冗談だとわかって安心したのか先輩はほっと胸を撫でおろして、道着の胸元を整えていた。
「そういえば枕崎。お前最近孝宏と仲が良いんだってな」
また、その話か。みっちゃんにも同じことを聞かれたし、もしかして想像以上に広まっているのかも。
「違いますよ。必要最低限です」
「誤魔化さないでいい。俺はあいつが放課後に残って練習しているのを知ってるからな。大方、それで一緒になるんだろ?」
「あ、知ってたんですか? それならそうと言ってください」
冷静に考えたらこの人は空手部の部長なのだ。孝宏先輩が居残りでここを使っているのを知っていて当然だった。

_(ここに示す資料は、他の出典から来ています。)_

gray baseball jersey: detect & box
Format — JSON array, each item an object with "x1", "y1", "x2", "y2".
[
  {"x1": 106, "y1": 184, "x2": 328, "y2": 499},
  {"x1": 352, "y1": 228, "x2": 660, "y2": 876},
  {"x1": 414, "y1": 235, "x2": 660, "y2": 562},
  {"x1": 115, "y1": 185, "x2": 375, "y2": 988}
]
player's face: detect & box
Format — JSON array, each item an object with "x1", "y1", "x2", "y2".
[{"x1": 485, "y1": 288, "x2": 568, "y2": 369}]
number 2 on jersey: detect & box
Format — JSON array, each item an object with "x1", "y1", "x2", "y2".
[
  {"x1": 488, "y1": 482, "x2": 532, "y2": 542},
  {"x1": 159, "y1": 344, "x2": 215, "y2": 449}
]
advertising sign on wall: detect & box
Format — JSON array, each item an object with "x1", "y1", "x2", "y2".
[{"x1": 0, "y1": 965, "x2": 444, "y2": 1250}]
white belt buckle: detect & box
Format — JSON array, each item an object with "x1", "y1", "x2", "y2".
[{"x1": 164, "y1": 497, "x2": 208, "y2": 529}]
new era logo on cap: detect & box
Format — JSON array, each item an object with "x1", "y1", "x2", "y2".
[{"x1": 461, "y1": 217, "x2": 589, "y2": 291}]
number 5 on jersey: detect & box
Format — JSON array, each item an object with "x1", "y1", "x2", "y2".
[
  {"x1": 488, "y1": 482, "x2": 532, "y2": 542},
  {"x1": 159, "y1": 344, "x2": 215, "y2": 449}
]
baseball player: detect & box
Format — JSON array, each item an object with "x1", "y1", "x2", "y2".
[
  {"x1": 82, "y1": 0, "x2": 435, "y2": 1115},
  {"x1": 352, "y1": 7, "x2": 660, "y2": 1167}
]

「そう不貞腐れるな。俺は他言しないぞ。それにあいつの練習に付き合ってくれてるのなら感謝しかない」
「先輩は一緒にしないんですか?」
当然の疑問を口にする。
「以前まで付き合っていたが、俺ではあいつの足手まといにしかならなくてな。変に気を遣っていたから、適当なこと言って抜け出したよ。あいつは個人練習の方が集中してキレもいいし」
「はあ、郷田先輩って妙に孝宏先輩のこと評価してますよね」
「当然だ。これが友達贔屓なんて思ってもいない。あいつはそのくらい凄い奴だからな」
鼻を擦って照れ臭そうに話す。
何で照れたのだろう。今話題のボーイズラブ的な何かだろうか。
郷田先輩と孝宏先輩。ごうたか。
うん、意外と、いいかも……。
「何か良からぬことを考えてるだろ」
「いえいえ何も!」
強めに手を振って否定する。
危ない。私もそっちの世界の扉を開いてしまうところだった。
「同じ土俵の人間だと干渉しにくいこともあるんだ。お前なら部活が違うから孝宏が妙な気遣いをしないでいいし、女子だけど変に話しやすいからな」
「変に、は余計ですけどね!」
何故わざわざそんな言葉を付け足したのか……。素直に褒めてくれてもいいのに。
「いやー、モテモテで辛いねえ! 普通にしてるだけなのになあ!」
話題の孝宏先輩は現在わざとらしくそんな事を言っていた。空手部の他の部員から殺意を込めた視線を向けられているが、気にした素振りもなかった。
「ま、あいつのことこれからもよろしく頼むな」
「はあ。まあ、部活同程度の関係ですけど。その間は」
「おう! 頼んだぞ」
ニコニコしながら郷田先輩は、空手部で今にも他の部員からリンチにあいそうになっていた孝宏先輩のところに駆け出して行った。